Minhas férias

Que me perdoe a Conceição de Freitas e todos que amam Brasília ardorosamente, mas o que fazer nestes dias de férias nesta cidade-fantasma sem pensar em algumas formas de suicídio? Eu que sou brasiliense tenho vontade de dar uma de francoatiradora no shopping só para experimentar um pouquinho de emoção.

Caramba, mas que lugar tedioso é a capital. E com esta chuva que parece não dar trégua – e eu gosto de chuva – acho que o governo local precisa pensar na criação de campanhas “acredite na vida” como as que eu via lá em Nova Iorque na época desesperadora do inverno. Tenha dó, have mercy my God, mas só em Brasília alguém poderia ter escrito um verso como “Tédio com um T bem grande pra você!”

Entendo perfeitamente a melancolia profunda do Renato, o meu ex-vizinho, o Russo. Pois é, hoje moro no bloco em que ele viveu e compôs uma boa parte de suas letras mais raivosas. Estamos encerrados pelas mesmas paredes do “saco cheio” que é Brasília em janeiro. Tá bom, não quero incentivar a mortandade dos peixes e mamíferos, então eu vou dar umas dicas de como sair do banzo sem tantos efeitos colaterais, além de um pequeno rombo no seu orçamento já combalido pelas compras de Natal.

Primeiro, você acorda e tenta ensinar um pouco de yoga para os seus filhos de cinco anos e meio e dois anos e meio, respectivamente. Vamos lá, postura do pássaro Garuda, postura do guerreiro, da tartaruga, da árvore, do sapinho, saudação ao sol, pra ver se ele vem de uma vez por todas, saudação à lua... Tudo ao som de Krishna Das, o número 1 das paradas OMMM.

Aí você sai para comprar frutas no Verdurão Oba porque a sua geladeira está vazia e, afinal, chega de comer os restos da ceia de Réveillon. Lá, não encontre muita coisa, mas mesmo assim gaste perto de 135 reais. Mais brasiliense, impossível. Volta pra casa e tenta arrumar alguma outra forma de ocupar o cérebro que ainda insiste em adquirir uma arma e sair por aí cometendo insanidades. Yeah, tem um livro para trocar na Cultura!! A desculpa ideal para sair outra vez de casa e consumir mais um pouquinho!!!

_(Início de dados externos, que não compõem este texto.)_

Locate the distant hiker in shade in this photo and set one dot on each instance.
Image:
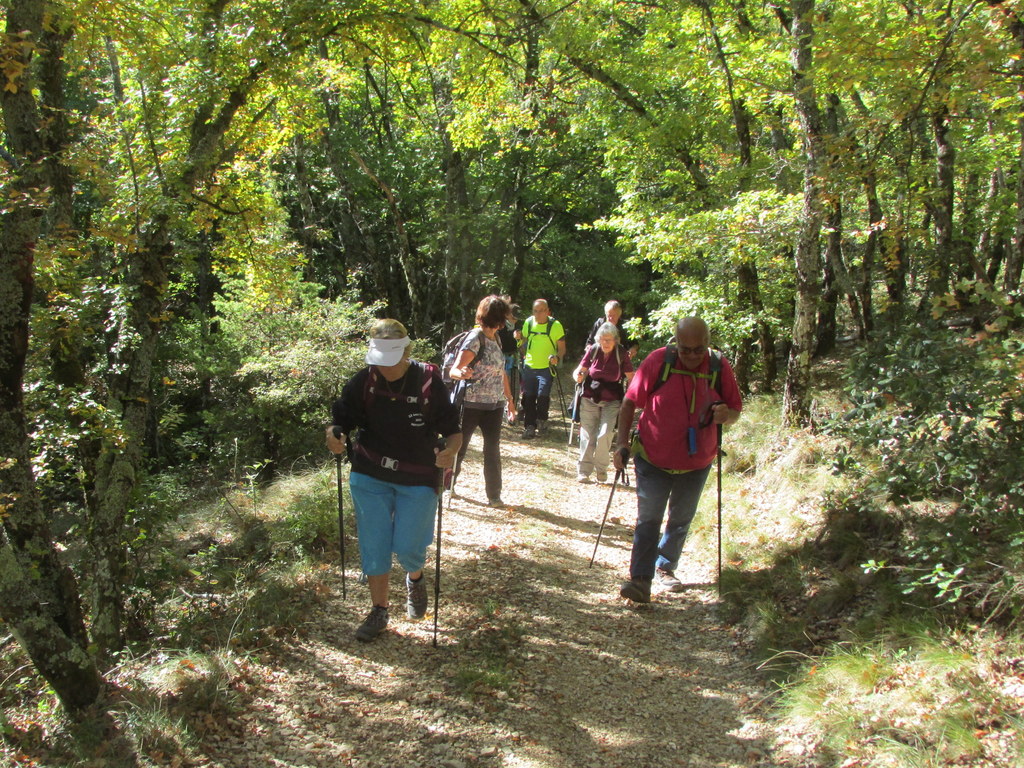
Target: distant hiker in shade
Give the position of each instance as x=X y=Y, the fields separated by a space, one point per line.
x=488 y=398
x=683 y=391
x=396 y=409
x=601 y=372
x=544 y=340
x=613 y=314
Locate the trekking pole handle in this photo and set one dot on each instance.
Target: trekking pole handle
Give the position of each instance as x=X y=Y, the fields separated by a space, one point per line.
x=709 y=414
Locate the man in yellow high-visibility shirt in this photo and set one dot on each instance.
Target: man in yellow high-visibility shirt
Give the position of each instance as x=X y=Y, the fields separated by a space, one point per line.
x=544 y=347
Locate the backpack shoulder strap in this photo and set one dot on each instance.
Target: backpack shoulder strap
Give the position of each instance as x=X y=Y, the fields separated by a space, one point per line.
x=714 y=367
x=667 y=364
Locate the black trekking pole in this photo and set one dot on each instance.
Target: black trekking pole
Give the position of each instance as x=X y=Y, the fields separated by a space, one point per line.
x=706 y=420
x=455 y=467
x=561 y=396
x=614 y=482
x=720 y=454
x=341 y=515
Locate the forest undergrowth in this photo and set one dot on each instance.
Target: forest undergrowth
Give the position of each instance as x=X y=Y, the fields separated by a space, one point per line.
x=845 y=662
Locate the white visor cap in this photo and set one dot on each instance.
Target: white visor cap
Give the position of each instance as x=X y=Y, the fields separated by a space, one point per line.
x=386 y=351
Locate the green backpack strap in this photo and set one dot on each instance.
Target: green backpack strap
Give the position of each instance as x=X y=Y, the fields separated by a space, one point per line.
x=714 y=367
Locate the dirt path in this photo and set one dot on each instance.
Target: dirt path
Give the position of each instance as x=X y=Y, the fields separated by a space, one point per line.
x=539 y=663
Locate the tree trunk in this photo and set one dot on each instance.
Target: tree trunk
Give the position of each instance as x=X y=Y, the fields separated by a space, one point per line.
x=796 y=402
x=39 y=599
x=120 y=462
x=941 y=207
x=458 y=240
x=143 y=314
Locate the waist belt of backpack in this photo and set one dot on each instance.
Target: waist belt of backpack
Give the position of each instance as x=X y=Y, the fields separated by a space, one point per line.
x=393 y=464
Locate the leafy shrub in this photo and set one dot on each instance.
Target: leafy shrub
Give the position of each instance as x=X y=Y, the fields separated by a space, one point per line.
x=938 y=421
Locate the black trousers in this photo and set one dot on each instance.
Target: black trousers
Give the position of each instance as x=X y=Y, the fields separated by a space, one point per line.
x=489 y=423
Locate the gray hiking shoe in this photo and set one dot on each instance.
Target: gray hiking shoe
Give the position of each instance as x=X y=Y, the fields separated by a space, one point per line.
x=637 y=590
x=667 y=581
x=373 y=625
x=416 y=597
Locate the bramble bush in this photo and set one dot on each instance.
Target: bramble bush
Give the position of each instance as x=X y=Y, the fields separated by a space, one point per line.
x=938 y=427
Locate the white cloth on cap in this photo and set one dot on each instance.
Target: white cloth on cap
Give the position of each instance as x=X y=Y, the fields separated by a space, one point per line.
x=386 y=351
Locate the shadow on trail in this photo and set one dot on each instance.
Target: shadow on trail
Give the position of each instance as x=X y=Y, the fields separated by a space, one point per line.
x=537 y=664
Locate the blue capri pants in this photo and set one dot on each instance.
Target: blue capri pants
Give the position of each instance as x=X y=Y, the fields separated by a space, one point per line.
x=392 y=518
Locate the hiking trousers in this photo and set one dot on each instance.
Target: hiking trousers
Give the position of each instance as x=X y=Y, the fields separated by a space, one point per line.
x=537 y=384
x=655 y=489
x=489 y=422
x=597 y=426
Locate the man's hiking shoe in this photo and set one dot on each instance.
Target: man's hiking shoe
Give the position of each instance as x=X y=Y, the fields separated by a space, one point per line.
x=637 y=590
x=416 y=597
x=667 y=582
x=373 y=625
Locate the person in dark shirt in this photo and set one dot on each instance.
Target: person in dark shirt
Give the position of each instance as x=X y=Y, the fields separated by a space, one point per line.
x=396 y=410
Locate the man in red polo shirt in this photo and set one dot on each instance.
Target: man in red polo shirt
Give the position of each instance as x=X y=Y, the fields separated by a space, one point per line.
x=675 y=446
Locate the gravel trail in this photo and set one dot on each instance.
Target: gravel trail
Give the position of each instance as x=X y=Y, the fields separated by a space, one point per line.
x=539 y=664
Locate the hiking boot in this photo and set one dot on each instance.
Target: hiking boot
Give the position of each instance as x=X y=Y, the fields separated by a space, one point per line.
x=416 y=599
x=373 y=625
x=637 y=590
x=667 y=581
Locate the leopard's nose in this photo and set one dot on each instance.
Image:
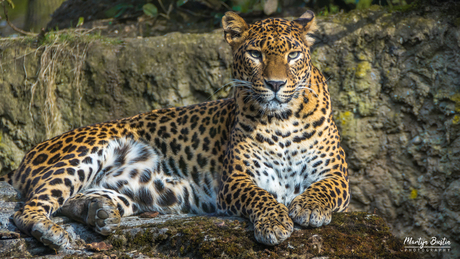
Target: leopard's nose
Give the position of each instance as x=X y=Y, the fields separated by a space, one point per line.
x=274 y=85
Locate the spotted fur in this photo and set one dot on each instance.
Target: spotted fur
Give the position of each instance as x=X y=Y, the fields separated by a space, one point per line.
x=271 y=154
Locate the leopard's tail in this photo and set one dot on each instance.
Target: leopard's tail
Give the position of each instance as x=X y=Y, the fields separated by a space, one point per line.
x=8 y=177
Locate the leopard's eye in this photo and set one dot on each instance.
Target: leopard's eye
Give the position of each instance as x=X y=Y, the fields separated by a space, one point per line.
x=294 y=55
x=255 y=54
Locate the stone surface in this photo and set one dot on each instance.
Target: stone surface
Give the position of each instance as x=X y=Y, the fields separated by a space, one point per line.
x=393 y=77
x=357 y=234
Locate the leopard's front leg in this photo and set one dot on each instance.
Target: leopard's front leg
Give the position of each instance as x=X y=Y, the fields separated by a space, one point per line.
x=239 y=196
x=315 y=205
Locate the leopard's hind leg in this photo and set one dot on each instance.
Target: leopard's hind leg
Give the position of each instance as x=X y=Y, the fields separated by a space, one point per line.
x=33 y=219
x=99 y=208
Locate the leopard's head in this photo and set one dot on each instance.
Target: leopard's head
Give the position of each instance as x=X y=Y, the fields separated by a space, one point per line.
x=271 y=59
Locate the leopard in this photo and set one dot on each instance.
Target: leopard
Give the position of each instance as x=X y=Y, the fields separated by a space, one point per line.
x=271 y=153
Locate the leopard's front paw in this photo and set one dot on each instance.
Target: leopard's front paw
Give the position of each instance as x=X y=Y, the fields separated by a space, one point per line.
x=309 y=213
x=274 y=227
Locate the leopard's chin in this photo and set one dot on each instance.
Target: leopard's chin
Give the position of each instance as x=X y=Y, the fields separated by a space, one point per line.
x=273 y=107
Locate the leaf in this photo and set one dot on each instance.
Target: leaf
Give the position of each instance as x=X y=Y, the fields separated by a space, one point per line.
x=150 y=10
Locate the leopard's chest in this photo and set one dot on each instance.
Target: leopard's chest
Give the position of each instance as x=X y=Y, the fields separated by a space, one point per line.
x=286 y=173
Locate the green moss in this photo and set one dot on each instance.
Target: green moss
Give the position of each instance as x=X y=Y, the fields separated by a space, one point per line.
x=354 y=234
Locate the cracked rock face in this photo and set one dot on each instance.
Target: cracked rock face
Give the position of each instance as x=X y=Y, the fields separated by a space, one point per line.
x=394 y=82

Vocês sabem o que um físico mais ganha no Natal? Livros sobre Einstein. E sabem quanto livros sobre Einstein existem? Cerca de dois milhões. Já viraram o cara do avesso e reviraram e viraram de novo e ainda encontram algum novo enfoque sobre a sua personalidade, suas fórmulas, sua loucura... Pois é, decretei que não cabe mais nenhuma obra sobre o cientista da língua-de-fora-mais-famosa-do-mundo nas minhas estantes. Enough! Fui trocar o tal título.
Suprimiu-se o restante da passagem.